Yes, in some ways the writing has always been on the wall. In other ways, Reddit has been a bit different. They've largely ignored the kinds of things that other sites have gone after. Yes, when you've hitched your wagon to a company's site, you're at a certain amount of risk. That's also true of users who might find the site infested with ads or changing how they're allowed to do things. At the same time, Reddit has resisted that direction for so long that most people assumed it would continue. Why now? Why not 5 years ago?

It seems like the thing people are reacting to is the culture shock. Instagram was never open. They wouldn't even let companies schedule posts for a long time. Facebook was barely open, but never had the kind of ecosystem that Reddit had (and often fought against third party access). Reddit's policies felt really different and they aren't changing in a gradual fashion. It's not like Reddit told Apollo, "we're going to start charging 20 cents per month per user" and Apollo only works for those paying $1.50/mo for Apollo Ultra (and then a year later Reddit wants 50 cents and then a dollar and slowly Apollo Ultra goes up in price and more people move away from it). It's not like Reddit put in limits like "you only get 100 API calls per day per user" which would be 30% of an average Apollo users' usage. That would start bleeding users from Apollo over time, but not feel like slamming the door shut - and maybe Reddit charges $1/mo for unlimited API calls for the user and only those paying a subscription fee can get the unlimited calls. That would offer a way forward that users might grumble about, but could work with. Free users could still get a decent amount of usage and people who really cared could subscribe to a new Apollo Ultra at $2/mo. In fact, it could drive sales of Apollo Ultra - maybe 5-10x more people start paying for Apollo Ultra.

I think the big shock is that Reddit went from so open to so closed in one step while Reddit had historically accommodated the community's resistance to monetization. Old Reddit has stuck around for half a decade now.

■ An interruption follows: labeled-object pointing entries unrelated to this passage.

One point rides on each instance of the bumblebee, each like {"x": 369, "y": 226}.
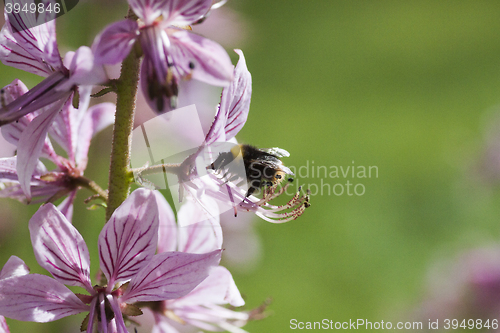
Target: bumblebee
{"x": 263, "y": 167}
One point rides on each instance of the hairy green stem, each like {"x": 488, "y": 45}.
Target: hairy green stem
{"x": 91, "y": 185}
{"x": 119, "y": 169}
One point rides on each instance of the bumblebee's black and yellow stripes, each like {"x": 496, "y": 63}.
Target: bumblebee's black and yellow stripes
{"x": 263, "y": 167}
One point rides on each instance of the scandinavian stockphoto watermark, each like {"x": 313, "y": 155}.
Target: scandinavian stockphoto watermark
{"x": 334, "y": 180}
{"x": 365, "y": 324}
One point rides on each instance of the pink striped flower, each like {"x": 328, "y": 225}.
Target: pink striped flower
{"x": 171, "y": 53}
{"x": 127, "y": 245}
{"x": 204, "y": 307}
{"x": 13, "y": 267}
{"x": 230, "y": 118}
{"x": 24, "y": 177}
{"x": 35, "y": 50}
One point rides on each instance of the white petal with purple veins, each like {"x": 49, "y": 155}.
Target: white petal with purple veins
{"x": 167, "y": 230}
{"x": 38, "y": 298}
{"x": 59, "y": 247}
{"x": 217, "y": 288}
{"x": 200, "y": 57}
{"x": 94, "y": 120}
{"x": 128, "y": 241}
{"x": 235, "y": 99}
{"x": 170, "y": 275}
{"x": 199, "y": 230}
{"x": 15, "y": 266}
{"x": 114, "y": 43}
{"x": 31, "y": 144}
{"x": 185, "y": 12}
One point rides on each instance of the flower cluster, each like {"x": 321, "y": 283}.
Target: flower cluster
{"x": 151, "y": 259}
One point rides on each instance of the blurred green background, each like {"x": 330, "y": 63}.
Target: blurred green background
{"x": 409, "y": 87}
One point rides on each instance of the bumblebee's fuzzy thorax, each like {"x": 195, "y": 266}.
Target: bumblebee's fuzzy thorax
{"x": 263, "y": 167}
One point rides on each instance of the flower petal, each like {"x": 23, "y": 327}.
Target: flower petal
{"x": 234, "y": 106}
{"x": 31, "y": 144}
{"x": 59, "y": 247}
{"x": 200, "y": 58}
{"x": 83, "y": 70}
{"x": 33, "y": 50}
{"x": 38, "y": 97}
{"x": 94, "y": 120}
{"x": 185, "y": 12}
{"x": 38, "y": 298}
{"x": 3, "y": 325}
{"x": 15, "y": 266}
{"x": 147, "y": 10}
{"x": 66, "y": 206}
{"x": 199, "y": 230}
{"x": 167, "y": 230}
{"x": 13, "y": 91}
{"x": 217, "y": 288}
{"x": 128, "y": 241}
{"x": 114, "y": 43}
{"x": 170, "y": 275}
{"x": 235, "y": 99}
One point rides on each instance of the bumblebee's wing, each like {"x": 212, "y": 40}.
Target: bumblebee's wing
{"x": 278, "y": 152}
{"x": 286, "y": 170}
{"x": 274, "y": 165}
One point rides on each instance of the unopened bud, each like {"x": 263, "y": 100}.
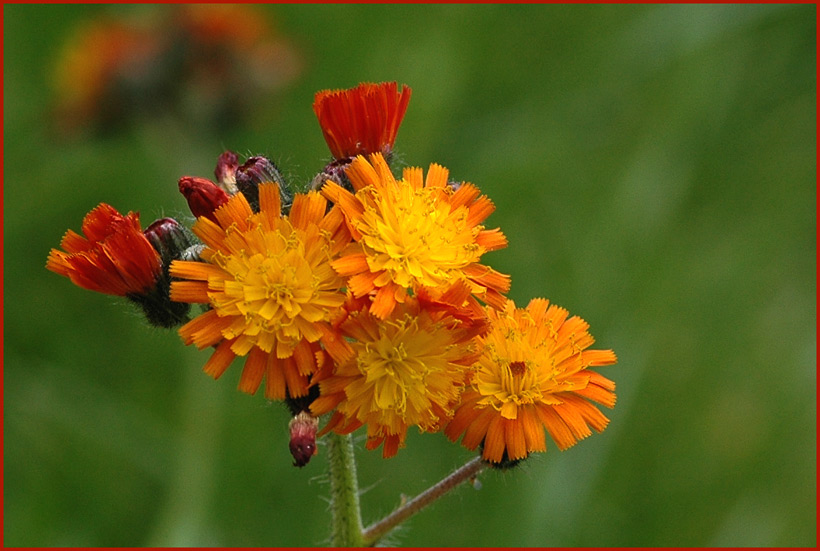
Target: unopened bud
{"x": 303, "y": 429}
{"x": 259, "y": 170}
{"x": 169, "y": 238}
{"x": 203, "y": 196}
{"x": 225, "y": 171}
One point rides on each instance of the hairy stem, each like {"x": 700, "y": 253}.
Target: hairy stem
{"x": 375, "y": 532}
{"x": 346, "y": 517}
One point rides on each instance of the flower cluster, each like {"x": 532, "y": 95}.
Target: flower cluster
{"x": 364, "y": 300}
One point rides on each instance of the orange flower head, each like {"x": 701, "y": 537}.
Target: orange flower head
{"x": 114, "y": 258}
{"x": 533, "y": 374}
{"x": 361, "y": 120}
{"x": 403, "y": 371}
{"x": 414, "y": 232}
{"x": 270, "y": 287}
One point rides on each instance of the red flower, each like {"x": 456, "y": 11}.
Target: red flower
{"x": 115, "y": 258}
{"x": 361, "y": 120}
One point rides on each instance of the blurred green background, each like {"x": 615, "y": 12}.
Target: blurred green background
{"x": 654, "y": 169}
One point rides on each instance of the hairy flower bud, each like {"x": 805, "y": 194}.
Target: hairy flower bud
{"x": 225, "y": 171}
{"x": 203, "y": 196}
{"x": 169, "y": 238}
{"x": 259, "y": 170}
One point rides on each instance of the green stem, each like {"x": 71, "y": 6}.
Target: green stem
{"x": 376, "y": 531}
{"x": 344, "y": 489}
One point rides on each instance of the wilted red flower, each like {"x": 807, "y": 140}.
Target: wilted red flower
{"x": 114, "y": 258}
{"x": 361, "y": 120}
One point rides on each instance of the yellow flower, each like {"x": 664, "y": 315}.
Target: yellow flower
{"x": 406, "y": 370}
{"x": 413, "y": 233}
{"x": 270, "y": 288}
{"x": 533, "y": 375}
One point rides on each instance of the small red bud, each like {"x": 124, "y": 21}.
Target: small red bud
{"x": 203, "y": 196}
{"x": 303, "y": 429}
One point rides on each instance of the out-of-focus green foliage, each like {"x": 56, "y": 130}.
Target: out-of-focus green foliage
{"x": 654, "y": 170}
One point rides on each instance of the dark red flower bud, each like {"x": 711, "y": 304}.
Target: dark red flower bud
{"x": 168, "y": 237}
{"x": 203, "y": 196}
{"x": 225, "y": 171}
{"x": 303, "y": 429}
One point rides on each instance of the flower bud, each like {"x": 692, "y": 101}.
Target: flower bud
{"x": 203, "y": 196}
{"x": 258, "y": 170}
{"x": 225, "y": 171}
{"x": 303, "y": 429}
{"x": 169, "y": 238}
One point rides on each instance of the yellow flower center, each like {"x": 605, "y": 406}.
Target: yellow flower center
{"x": 415, "y": 236}
{"x": 406, "y": 368}
{"x": 519, "y": 367}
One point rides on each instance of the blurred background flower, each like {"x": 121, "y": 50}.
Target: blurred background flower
{"x": 207, "y": 64}
{"x": 654, "y": 169}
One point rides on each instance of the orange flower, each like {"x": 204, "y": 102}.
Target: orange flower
{"x": 115, "y": 258}
{"x": 361, "y": 120}
{"x": 270, "y": 287}
{"x": 413, "y": 233}
{"x": 533, "y": 375}
{"x": 407, "y": 370}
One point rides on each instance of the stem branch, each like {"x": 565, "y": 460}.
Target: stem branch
{"x": 346, "y": 529}
{"x": 375, "y": 532}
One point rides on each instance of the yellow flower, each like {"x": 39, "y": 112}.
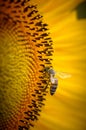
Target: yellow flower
{"x": 21, "y": 63}
{"x": 66, "y": 110}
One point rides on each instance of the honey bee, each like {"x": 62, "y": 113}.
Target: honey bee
{"x": 54, "y": 81}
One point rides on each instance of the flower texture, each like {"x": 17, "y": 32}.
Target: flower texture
{"x": 25, "y": 51}
{"x": 22, "y": 78}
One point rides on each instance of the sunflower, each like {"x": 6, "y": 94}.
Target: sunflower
{"x": 66, "y": 110}
{"x": 21, "y": 99}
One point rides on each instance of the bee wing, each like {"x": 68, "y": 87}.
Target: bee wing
{"x": 63, "y": 75}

Despite being one of the most visited websites, a lot of monetization opportunities seemed to be ignored. Condé Nast/Advanced Publications seemed to mostly ignore the site. It was spun-out with Advanced Publications remaining owner and just kinda went along. Even after raising $200M in 2017, Advanced Publications was still the majority owner (and I think they're still today even after Reddit raised another billion dollars).

Lots of younger sites/networks have gone public with a lot less traffic and aggressively moved to monetize. I'm not saying this was the case, but it always seemed to users that Reddit's owners were a bit disinterested in its potential monetization and were mostly fine ignoring it - allowing users to easily block ads, keeping Old Reddit around, allowing free access for ad-less third-party apps, etc. In that environment, it does come as a shock. Reddit felt like this hidden place (that also everyone knew about). It just felt different.

You're not wrong that building on someone else's site is risky. At the same time, I can see the shock from such a sudden change to a site whose reputation was quite different.

lost_tourist|2 years ago

He said it, because reddit was always friendly and now they're doing a 180 on them with very short notice; no time to phase customers out or spread some of the cost out, just BAM "you get 1 month to switch to the new scheme or adios losers". Public companies have to basically become fascist to do what wallstreet expects of them, which is to let beancounters rule all decisions rather than listening to engineers and other employees.

redbell|2 years ago

> I'm not sure how Christian couldn't have seen this coming

It's not ONLY Christian but creators of apps like RiF, Relay and others face a similar destiny..

I haven't read any reactions from those creators regarding this Reddit Vs. Apollo saga since they're also "saga-ed".